EX-10.7 8 pnm12312011ex107.htm EXHIBIT 10.7 PNM 12.31.2011 EX 10.7
Exhibit 10.7
2012 Director Compensation Summary
Non-employee directors of PNM Resources, Inc. (the “Company”) receive their annual retainer in the form of cash and stock-based compensation as determined by the Company's Board of Directors. At the December 2011 Board meeting, the Board approved maintaining the 2012 annual retainer for non-employee directors at the same level previously reported for the 2011 annual retainer. Thus, the 2012 annual retainer for non-employee directors is as follows:
Annual Retainer: | Restricted stock rights* with a grant date market value of $55,000; and an annual cash retainer of $52,500 paid in quarterly installments | |
Annual Presiding Lead Director Fee: | $15,000 paid in quarterly installments | |
Annual Committee Chair Fee: | $ 5,000 paid in quarterly installments (in addition to meeting attendance fees), except that the Annual Audit and Ethics Committee Chair Fee is $10,000 | |
Committee Meeting Attendance Fees: | $ 1,500 per Board Committee meeting |
Directors are also reimbursed for any Board-related expenses, such as travel expenses incurred to attend Board and Board committee meetings and director educational programs. Further, directors are indemnified by the Company to the fullest extent permitted by law pursuant to the Company's bylaws and indemnification agreements between the Company and each director.

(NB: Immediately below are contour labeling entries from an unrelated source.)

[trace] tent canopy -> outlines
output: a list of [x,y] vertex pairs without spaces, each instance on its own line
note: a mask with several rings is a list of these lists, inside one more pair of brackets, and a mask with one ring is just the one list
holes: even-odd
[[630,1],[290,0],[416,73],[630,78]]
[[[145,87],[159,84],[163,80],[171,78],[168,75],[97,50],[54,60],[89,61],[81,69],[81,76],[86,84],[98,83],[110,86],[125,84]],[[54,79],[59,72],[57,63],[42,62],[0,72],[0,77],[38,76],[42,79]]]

* The amount of annual restricted stock rights is determined by dividing $55,000 by the closing price of the Company's stock on the New York Stock Exchange on the day of the grant. Restricted stock rights granted under the Company's Omnibus Performance Equity Plan (“PEP”) each vest in three equal annual installments beginning on the first anniversary of the grant date, subject to vesting acceleration upon retirement from the board. These awards are typically made at the annual meeting of directors, unless the meeting occurs during a black-out period for trading in the Company's securities as specified in the Company's Insider Trading Policy. As set forth under the Company's Equity Compensation Awards Policy, under those circumstances, the Board will either (a) schedule a special meeting after the expiration of the black-out period, (b) make awards pursuant to a unanimous written consent executed after the expiration of the black-out period, or (c) pre-approve the equity awards with an effective date after the expiration of the black-out period. The date of the awards is the date on which the Board approves the awards, unless (i) the approval date is a non-trading day, in which case the date is the immediately preceding trading date or (ii) in the case of pre-approval during a black-out period, in which case the grant date is the first trading date after the expiration of the black-out period.